Todo lo que es anacrónico es obsceno. Como divinidad (moderna), la Historia es represiva, la Historia nos prohíbe ser inactuales. Del pasado no soportamos más que la ruina, el monumento, el kitsch o el retro, que es divertido; reducimos ese pasado a su sola rúbrica. El sentimiento amoroso está pasado de moda (demodé), pero ese demodé no puede siquiera ser recuperado como espectáculo: el amor cae fuera del tiempo interesante; ningún sentido histórico, polémico, puede serle conferido; es en esto que es obsceno.
En la vida amorosa, la trama de los incidentes es de una increíble futilidad, y esta futilidad, unida a la mayor formalidad, es sin duda inconveniente. Cuando imagino seriamente suicidarme por una llamada telefónica que no llega, se produce una obscenidad tan grande como cuando, en Sado, el papa sodomiza a un pavo. Pero la obscenidad sentimental es menos extraña, y eso es lo que la hace más abyecta; nada puede superar el inconveniente de un sujeto que se hunde porque su otro adopta un aire ausente.

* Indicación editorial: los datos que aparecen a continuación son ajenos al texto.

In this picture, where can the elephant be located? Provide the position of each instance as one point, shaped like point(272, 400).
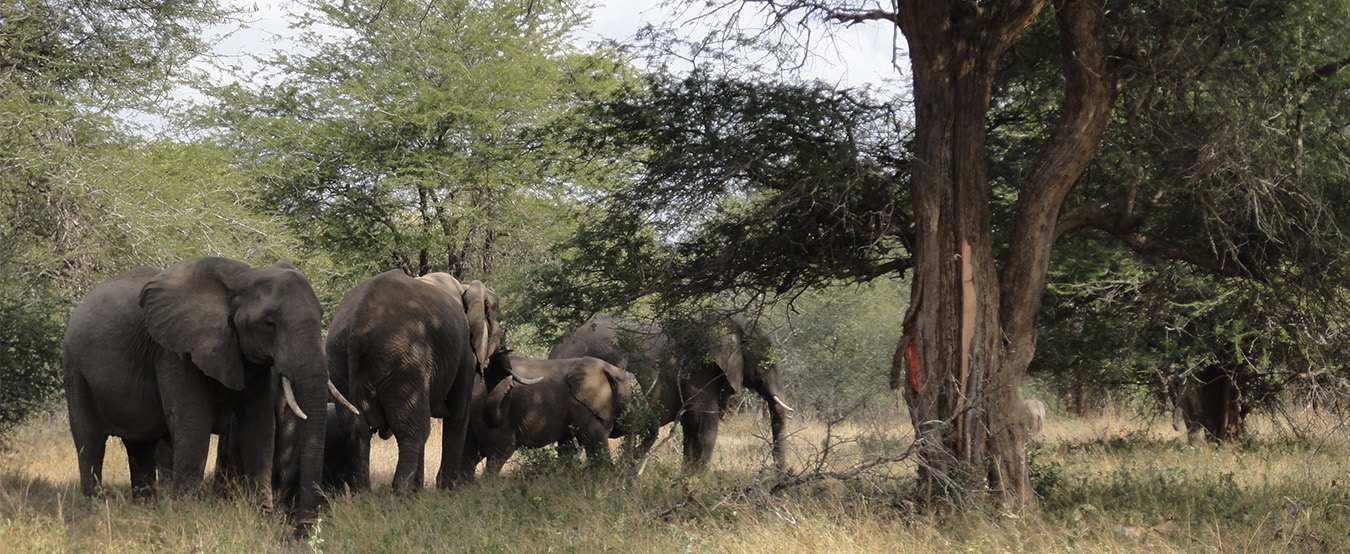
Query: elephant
point(168, 357)
point(1036, 415)
point(405, 350)
point(689, 374)
point(577, 397)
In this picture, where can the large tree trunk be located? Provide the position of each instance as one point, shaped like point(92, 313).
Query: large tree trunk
point(969, 334)
point(1212, 401)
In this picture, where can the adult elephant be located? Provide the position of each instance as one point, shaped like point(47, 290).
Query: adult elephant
point(689, 373)
point(173, 356)
point(405, 350)
point(575, 397)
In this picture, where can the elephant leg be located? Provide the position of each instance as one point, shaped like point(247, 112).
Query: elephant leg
point(141, 457)
point(412, 445)
point(227, 461)
point(567, 449)
point(699, 438)
point(471, 456)
point(164, 460)
point(191, 445)
point(494, 465)
point(358, 464)
point(594, 438)
point(89, 438)
point(255, 443)
point(89, 453)
point(454, 434)
point(188, 410)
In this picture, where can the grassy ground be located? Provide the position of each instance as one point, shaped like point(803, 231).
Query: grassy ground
point(1109, 484)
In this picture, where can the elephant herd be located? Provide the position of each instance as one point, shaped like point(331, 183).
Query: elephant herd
point(165, 358)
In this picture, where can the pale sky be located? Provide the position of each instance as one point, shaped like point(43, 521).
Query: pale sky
point(861, 54)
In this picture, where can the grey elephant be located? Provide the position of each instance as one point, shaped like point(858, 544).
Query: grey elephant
point(405, 350)
point(168, 357)
point(575, 397)
point(689, 374)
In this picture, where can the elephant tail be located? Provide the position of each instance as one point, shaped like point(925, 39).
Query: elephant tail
point(361, 391)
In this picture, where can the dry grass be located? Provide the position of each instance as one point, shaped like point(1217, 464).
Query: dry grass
point(1114, 483)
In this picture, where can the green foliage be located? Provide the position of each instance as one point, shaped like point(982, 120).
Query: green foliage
point(837, 345)
point(755, 187)
point(73, 189)
point(31, 323)
point(411, 134)
point(1215, 203)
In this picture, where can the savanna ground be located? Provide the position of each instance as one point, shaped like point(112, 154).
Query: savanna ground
point(1113, 483)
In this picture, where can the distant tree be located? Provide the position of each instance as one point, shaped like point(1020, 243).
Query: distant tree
point(1227, 153)
point(65, 69)
point(409, 134)
point(741, 184)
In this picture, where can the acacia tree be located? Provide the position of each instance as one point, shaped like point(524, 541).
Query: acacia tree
point(979, 243)
point(969, 331)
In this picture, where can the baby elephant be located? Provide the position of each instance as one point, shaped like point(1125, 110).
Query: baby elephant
point(577, 397)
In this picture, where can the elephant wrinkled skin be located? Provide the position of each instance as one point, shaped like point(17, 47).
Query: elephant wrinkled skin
point(687, 376)
point(168, 357)
point(405, 350)
point(575, 397)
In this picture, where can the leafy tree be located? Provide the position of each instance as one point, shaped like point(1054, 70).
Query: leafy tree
point(988, 196)
point(752, 185)
point(411, 137)
point(1227, 153)
point(65, 69)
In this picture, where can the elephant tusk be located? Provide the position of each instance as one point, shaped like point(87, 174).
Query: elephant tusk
point(290, 397)
point(339, 399)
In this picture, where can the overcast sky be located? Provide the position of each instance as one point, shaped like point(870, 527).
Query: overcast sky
point(855, 57)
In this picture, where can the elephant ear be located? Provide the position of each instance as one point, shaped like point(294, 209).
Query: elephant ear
point(483, 331)
point(446, 281)
point(188, 310)
point(625, 392)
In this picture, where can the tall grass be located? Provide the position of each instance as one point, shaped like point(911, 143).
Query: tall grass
point(1113, 484)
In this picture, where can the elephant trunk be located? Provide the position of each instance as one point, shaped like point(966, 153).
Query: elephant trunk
point(307, 370)
point(778, 420)
point(779, 411)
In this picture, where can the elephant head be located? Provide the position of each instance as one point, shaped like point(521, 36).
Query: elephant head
point(747, 358)
point(485, 334)
point(481, 306)
point(238, 323)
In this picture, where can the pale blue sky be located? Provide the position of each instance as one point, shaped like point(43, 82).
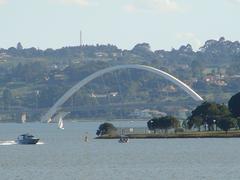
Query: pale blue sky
point(164, 24)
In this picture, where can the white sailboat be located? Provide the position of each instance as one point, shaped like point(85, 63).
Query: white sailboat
point(60, 123)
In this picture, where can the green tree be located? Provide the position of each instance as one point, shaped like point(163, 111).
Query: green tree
point(208, 111)
point(106, 129)
point(225, 123)
point(163, 123)
point(198, 121)
point(234, 105)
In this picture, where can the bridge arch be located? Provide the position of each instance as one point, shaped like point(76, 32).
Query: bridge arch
point(91, 77)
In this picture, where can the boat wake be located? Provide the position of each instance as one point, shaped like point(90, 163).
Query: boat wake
point(40, 143)
point(9, 143)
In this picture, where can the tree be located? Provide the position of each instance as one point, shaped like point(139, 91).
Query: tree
point(226, 123)
point(163, 123)
point(234, 105)
point(106, 129)
point(197, 121)
point(207, 111)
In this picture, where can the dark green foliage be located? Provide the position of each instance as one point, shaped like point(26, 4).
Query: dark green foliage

La carga moral decidida por la sociedad para todas las transgresiones golpea todavía más hoy la pasión que el sexo. Todo el mundo comprenderá que X... tenga "enormes problemas" con su sexualidad; pero nadie se interesará en los que Y... pueda tener con su sentimentalidad: el amor es obsceno en que precisamente pone lo sentimental en el lugar de lo sexual.
La obscenidad amorosa es extrema: nada puede concentrarla, darle el valor fuerte de una transgresión; la soledad del sujeto es tímida, carente de todo decoro: ningún Bataille le dará una escritura a ese obsceno. El texto amoroso está hecho de pequeños narcisismos, de mezquindades psicológicas; carece de grandeza: o su grandeza es la de no poder alcanzar ninguna grandeza. Es pues, el momento imposible en que lo obsceno puede verdaderamente coincidir con la afirmación, el amén, el límite grado de lo obsceno.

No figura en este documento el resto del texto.